Bunun üzerine: “Onlardan ölen kimsenin namazını sakın kılma, mezarı başında da durma! Çünkü onlar, Allah’ı ve Peygamberini inkâr etiller, fasık olarak öldüler”[3] âyeti nâzil oldu.[4]
Her şeye rağmen İbn Ubeyy’in idam edilmesi gerektiği tarzında bir düşünce insan aklına gelebilir ve Hz. Peygamber “Acaba, buna neden teşebbüs etmedi?” diye bir soru düşünülebilir? Bunun cevabını konuların akışı içinde zaman zaman vermeye çalışmıştık. Burada özet olarak bir kere daha hatırlatalım:
Hz. Peygamber’in, başmünafığı cezasız bırakması aczinden değil, İslâm’ın tebliğinde gözettiği siyaset ve incelikler cümlesindendir. Çünkü bu kişi, Hazreç Kabilesi’nin reisi idi, Hz. Peygamber’in gelmesiyle krallıktan olmuştu, her ne kadar halkı müslüman olduysa da cahiliye devrindeki kabilecilik ve akrabacılık duygusu, hâlâ bazılarını, “Onu körü körüne savunmaya” sürükleyebiliyordu. Meselâ; Sâ’d b. Ubade (r.a.), ifk olayında suçluya gereken cezanın verilmesini teklif eden Resûlüllah’a karşı -Sâ’d b. Muaz (r.a.) ile Üseyd b. Hudayr (r.a.)’ın olumlu yaklaşımlarının zıddına- aykırı bir görüş beyan etmişti. Güya İbn Ubeyy’e kimse ceza veremezdi. Şüphesiz ashâbtan Sa’d b. Ubade (r.a.)’nin, İbn Ubeyy’in bozgunculuğunu ve ikiyüzlülüğünü savunduğu hiç bir zaman iddia olunamaz. Ancak burada zaman zaman yürekleri etki alanına alıveren kabilecilik anlayışı yine galebe çalıyor, Sa’d b. Ubâde (r.a.) aynı kabilenin ileri gelenlerinden birini, Evs kabilesinden Sa’d b. Muaz ve Üseyd b. Hudayr Hazretlerine karşı savunuyordu. Öyle görünüyordu ki, şayet Hz. Peygamber, İbn Ubeyy’i cezalandırsaydı, bir kere 1000-1400’ler arasında bir sayıya sahip bulunan münafıklar isyan edeceklerdi, hattâ Sa’d b. Ubâde (r.a.) gibi bazı müslümanlar da bunu hazmedemeyeceklerdi. Bu da bir fitnenin çıkmasına sebep olurdu. Hz. Peygamber ise, fitneden nefret ederdi. Diğer yandan münafıkların, taşraya yapacağı propoganda için iyi bir malzeme olacaktı ve taşra Arapları; “Muhammed, adamlarını öldürtüyormuş!” gibi bir izlenime saplanacaklardı. Bu da taşra Araplarının yanında, İslâmî tebliğin etkisiz kalmasına yol açacaktı.

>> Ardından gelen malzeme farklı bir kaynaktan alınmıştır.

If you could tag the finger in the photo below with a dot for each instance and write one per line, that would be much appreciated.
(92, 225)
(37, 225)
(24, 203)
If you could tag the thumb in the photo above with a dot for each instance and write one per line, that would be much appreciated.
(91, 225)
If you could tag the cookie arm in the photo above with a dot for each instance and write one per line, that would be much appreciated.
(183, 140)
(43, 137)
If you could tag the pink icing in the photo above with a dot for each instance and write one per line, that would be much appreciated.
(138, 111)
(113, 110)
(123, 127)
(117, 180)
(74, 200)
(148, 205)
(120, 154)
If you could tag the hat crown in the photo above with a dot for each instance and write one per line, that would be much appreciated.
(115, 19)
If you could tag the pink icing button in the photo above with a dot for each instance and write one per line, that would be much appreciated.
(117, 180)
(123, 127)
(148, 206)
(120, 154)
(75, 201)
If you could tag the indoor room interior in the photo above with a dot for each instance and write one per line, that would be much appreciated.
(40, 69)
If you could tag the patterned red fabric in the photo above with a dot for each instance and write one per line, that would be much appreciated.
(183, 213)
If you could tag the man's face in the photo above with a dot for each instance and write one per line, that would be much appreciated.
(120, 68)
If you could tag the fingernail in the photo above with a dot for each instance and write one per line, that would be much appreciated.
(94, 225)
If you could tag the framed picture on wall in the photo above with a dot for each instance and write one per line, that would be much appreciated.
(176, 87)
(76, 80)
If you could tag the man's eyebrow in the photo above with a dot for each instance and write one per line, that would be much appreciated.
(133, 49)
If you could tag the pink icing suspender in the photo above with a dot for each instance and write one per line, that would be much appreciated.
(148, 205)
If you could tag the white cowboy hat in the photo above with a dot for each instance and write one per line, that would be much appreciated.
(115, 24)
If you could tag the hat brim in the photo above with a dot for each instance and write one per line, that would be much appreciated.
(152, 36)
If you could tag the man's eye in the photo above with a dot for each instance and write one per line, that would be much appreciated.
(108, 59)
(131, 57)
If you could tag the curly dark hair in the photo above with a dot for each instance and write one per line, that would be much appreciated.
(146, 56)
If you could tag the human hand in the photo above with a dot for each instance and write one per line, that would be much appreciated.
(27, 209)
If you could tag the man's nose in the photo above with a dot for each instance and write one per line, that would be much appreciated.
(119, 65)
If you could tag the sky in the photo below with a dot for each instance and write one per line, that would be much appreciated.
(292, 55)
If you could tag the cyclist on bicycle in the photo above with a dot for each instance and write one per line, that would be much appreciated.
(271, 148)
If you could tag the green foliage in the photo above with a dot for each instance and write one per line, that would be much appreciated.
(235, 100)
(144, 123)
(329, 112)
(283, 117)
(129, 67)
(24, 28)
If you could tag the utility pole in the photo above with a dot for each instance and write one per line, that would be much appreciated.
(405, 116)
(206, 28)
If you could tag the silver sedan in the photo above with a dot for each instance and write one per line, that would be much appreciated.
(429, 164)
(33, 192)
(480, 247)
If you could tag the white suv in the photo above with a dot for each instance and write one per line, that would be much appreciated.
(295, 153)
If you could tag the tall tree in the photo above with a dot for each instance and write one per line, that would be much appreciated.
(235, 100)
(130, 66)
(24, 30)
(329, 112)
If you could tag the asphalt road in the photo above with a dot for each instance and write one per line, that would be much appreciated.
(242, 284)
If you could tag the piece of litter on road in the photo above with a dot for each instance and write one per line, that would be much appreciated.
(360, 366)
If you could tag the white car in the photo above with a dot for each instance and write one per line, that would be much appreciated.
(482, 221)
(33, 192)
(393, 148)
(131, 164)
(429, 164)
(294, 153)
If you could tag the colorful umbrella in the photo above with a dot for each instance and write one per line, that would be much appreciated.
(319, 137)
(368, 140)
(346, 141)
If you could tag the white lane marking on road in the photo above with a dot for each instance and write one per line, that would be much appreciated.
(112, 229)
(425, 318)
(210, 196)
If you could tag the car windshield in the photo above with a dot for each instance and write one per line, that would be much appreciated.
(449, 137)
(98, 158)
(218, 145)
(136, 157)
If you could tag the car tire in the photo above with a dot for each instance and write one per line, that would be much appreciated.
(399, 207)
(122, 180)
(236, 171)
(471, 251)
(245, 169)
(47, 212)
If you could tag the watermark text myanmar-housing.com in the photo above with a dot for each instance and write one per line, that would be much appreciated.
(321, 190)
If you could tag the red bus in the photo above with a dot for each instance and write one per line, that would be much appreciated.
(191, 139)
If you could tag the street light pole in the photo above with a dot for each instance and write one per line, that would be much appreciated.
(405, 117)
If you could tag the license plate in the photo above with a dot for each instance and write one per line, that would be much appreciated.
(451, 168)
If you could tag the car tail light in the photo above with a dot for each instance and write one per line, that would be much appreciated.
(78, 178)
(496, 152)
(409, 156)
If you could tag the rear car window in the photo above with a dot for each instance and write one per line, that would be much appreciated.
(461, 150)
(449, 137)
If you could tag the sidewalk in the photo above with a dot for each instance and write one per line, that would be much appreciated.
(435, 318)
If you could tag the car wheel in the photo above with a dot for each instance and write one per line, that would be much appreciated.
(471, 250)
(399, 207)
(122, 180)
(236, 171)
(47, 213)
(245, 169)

Gömleğini verip istiğfar etmesine gelince o âna kadar bu tip münafıklar için cenaze namazı kılınmamasına dair kesin bir yasaklama indirilmemişti. Bu olay, bu yasaklamayı bildiren âyetin indiriliş sebebi oldu.
Bu olayda ayrıca hesaba katılması gereken bir husus daha vardır. O da “Hak Teâlâ, ölüden diriyi çıkarır...” âyetinin kâmil bir tecellisine tam bir örnek teşkil eden münafıkın oğlu Abdullah’tır. O her şeye rağmen İbn Ubeyy’e baba demektedir ve ihtimal ki, Hz. Peygamber, bu ihlâslı gencin gönlünü hoşetmek istemiştir. Nitekim öldürülme söylentisini soruşturan Abdullah’a vaktiyle Hz. Muhammed (s.a.v.)’in “Hayır, hayır! Aksine babanın hayrını ve ıslahını diliyoruz!” demesi de böyle bir ihtimali kuvvetlendiriyor.
Resûlüllâh’ın, gömleğini kefen yerine vermesi ise iki şekilde yorumlanıyor:
Hz. Peygamber, hüsnü niyetli yaklaşım içine girerek geride kalan münafıkları şaşırtmak ve kalplerindeki nifak tohumunu çürütmek, böylece onları nifak çizgisinden, İslâm dairesine yöneltmek istiyordu. Nitekim bazı kaynaklar, bu hadiseden sonra İbn Übeyy’in kabilesine mensup 1000 kadar münafıkın İslâm’a girdiklerini naklederler.[5]
Hz. Peygamber’in amcası Hz. Abbas, Bedir’de esir müşrikler arasında bulunuyordu ve iri yapılıydı. Peygamberimiz, esirlere temiz elbiseler giydirilmesini emrettiğinde amcasına göre elbise bulunamamıştı. Bunun üzerine kendisi de iri yapılı olan İbn Ubeyy, gömleğini vermişti, buna mukâbele edilmesi ise, Arapların sosyal yapılarının ve törelerinin gereğiydi. Ancak sağlığında böyle bir mukâbele imkânı bulunamamıştı. Ölümünde verilen gömlekle Hz. Peygamber, amcasını, İbn Übeyy’in minnet yükünden kurtarmış oluyordu.[6]
Hâsılı, Hz. Peygamber’in bu konudaki tutumu konusunda ne kadar yorum yapılsa, yine de tam olarak anlatma imkânı bulunamaz. Bu konuyu eskilerin dediği gibi “Allahü a’lemü bissavab: Her şeyin doğrusunu, en iyi bilen Allah’tır” diyerek kapatalım ve Cenâb-ı Peygamber’in ilk cuma hutbesinde belirttiği bir sözünü nakledelim:
“Allah’ın doğru yola götürdüğünü kimse saptıramaz! Allah’ın yoldan çıkardığına da kimse doğru yolu gösteremez.”[7]